Seven Earth-Sized Planets Have Been Spotted Around a Nearby Star

NASA

In late 2015, in the Chilean desert, astronomers pointed a telescope at a faint, nearby star known as a red dwarf. Amid the star’s dim infrared glow, they spotted periodic dips, a telltale sign that something was passing in front of it, blocking its light every so often. Last summer, the astronomers concluded the mysterious dimming came from three Earth-sized planets—and that they were orbiting in the star’s temperate zone, where temperatures are not too hot, and not too cold, but just right for liquid water, and maybe even life.

This was an important find. Scientists for years had focused on stars like our sun in their search for potentially habitable planets outside our solar system. Red dwarfs, smaller and cooler than the sun, were thought to create inhospitable conditions. They’re also harder to see, detectable by infrared rather than visible light. But the astronomers aimed hundreds of hours worth of observations at this dwarf, known as TRAPPIST-1 anyway, using ground-based telescopes around the world and NASA’s Spitzer Space Telescope.

It paid off. There are not three, but seven rocky planets with Earth-like masses orbiting TRAPPIST-1, the astronomers reported Wednesday in the journal Nature. Even though it’s a star, TRAPPIST-1, located about 40 light-years from Earth, is only slightly bigger than Jupiter. If TRAPPIST-1 were the size of our sun, all seven planets would be well inside the orbit of Mercury. Despite the close quarters, the planets orbit in a part of the system where temperatures could be between 0 and 100 degrees Celsius, allowing liquid water to pool on their surfaces. Three of the planets are located firmly in the habitable zone, orbiting at a comfortable distance from the star, far enough to safely soak in the warmth without the heat vaporizing their atmospheres or boiling away water. The research, led by the University of Liège in Belgium, marks the largest bounty of Earth-sized planets ever discovered in a single star system.

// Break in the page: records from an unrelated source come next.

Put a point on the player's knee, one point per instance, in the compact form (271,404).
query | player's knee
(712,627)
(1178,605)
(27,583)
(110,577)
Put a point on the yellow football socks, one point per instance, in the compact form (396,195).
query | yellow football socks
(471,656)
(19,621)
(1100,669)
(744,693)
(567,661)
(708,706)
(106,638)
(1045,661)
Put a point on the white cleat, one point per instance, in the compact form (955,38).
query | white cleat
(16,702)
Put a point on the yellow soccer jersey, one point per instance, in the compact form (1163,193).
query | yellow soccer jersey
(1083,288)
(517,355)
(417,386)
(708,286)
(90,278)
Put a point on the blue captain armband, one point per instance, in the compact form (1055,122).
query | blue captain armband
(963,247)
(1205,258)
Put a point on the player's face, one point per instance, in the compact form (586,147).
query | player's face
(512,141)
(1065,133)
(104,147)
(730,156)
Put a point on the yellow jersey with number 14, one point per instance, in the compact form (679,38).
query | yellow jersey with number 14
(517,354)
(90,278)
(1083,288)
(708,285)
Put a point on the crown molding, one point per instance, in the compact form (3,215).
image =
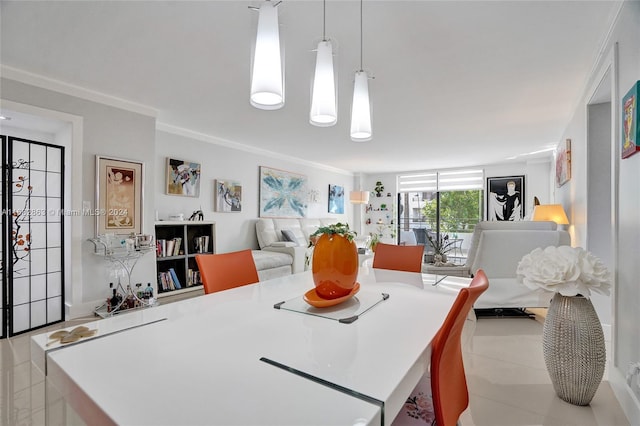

Here’s an artist’s depiction of the seven planets:

(NASA / JPL-Caltech)

The astronomers found the four newcomers by again measuring fluctuations in stellar light as the objects transited the parent star, revealing both their existence and information about their mass. Their findings suggest all seven are tidally locked, with one side perpetually facing TRAPPIST-1. (The habitable, water-friendly portion of each planet would likely be the ring between the hot, star-facing side and the cool, dark side.) The researchers estimate the orbital periods of the first six planets—the time they take to complete one loop around TRAPPIST-1—range between 1.5 and 12 days. The seventh planet made only one transit during the observations, so its orbit remains a mystery. The gravitational interactions between the six inner planets push them to orbit in a specific pattern around the star, a phenomenon known as a near-resonant chain. For example, for every eight orbits the innermost planet makes, the second makes exactly five. The system resembles Jupiter’s moons Ganymede, Europa, and Io, tidally locked objects that orbit in resonance, too.

TRAPPIST-1 and its septet of planets can’t be imaged directly, but that doesn’t matter much in the search for habitable planets. What’s needed is powerful telescopes capable of sweeping the system for biomarkers like oxygen and other exhalations of life. TRAPPIST-1 is a perfect target for star hunters like the James Webb Space Telescope, which in 2018 will begin scanning the skies from a vantage point of one million miles from Earth.

Until recently, red dwarfs were mostly overlooked in exoplanet exploration, but these ultracool stars seem to be proving skeptics wrong. Last August, astronomers using the European Southern Observatory in Chile discovered an Earth-sized planet orbiting in the temperate zone of Proxima Centauri, a red dwarf just four light-years away. In some ways their dimness is a boon for astronomers, as it makes it easier to see transiting objects and, potentially, signs of life on their surfaces. That’s good news, because red dwarfs are the most common kind of star in the Milky Way, accounting for more than three-fourths of the galaxy’s estimated 100 billion stars. There are likely many more systems like TRAPPIST-1, with plenty of Earth-sized planets.

The TRAPPIST-1 astronomers say they debated what a sunset may look on one of the tightly clustered planets. Despite its name, the red dwarf would emit a salmon hue, they decided, its darkest tones hidden in infrared, beyond the deepest red humans can see. The exoplanets could be frozen worlds, their icy crusts covered with cracks like the surface of Europa. Their terrain could carry the signs of water long gone, like channels carved by ancient floods on Mars. Or there could be water, lapping gently over rock beneath the salmon-colored sunset. And with luck, there might be something stirring underneath.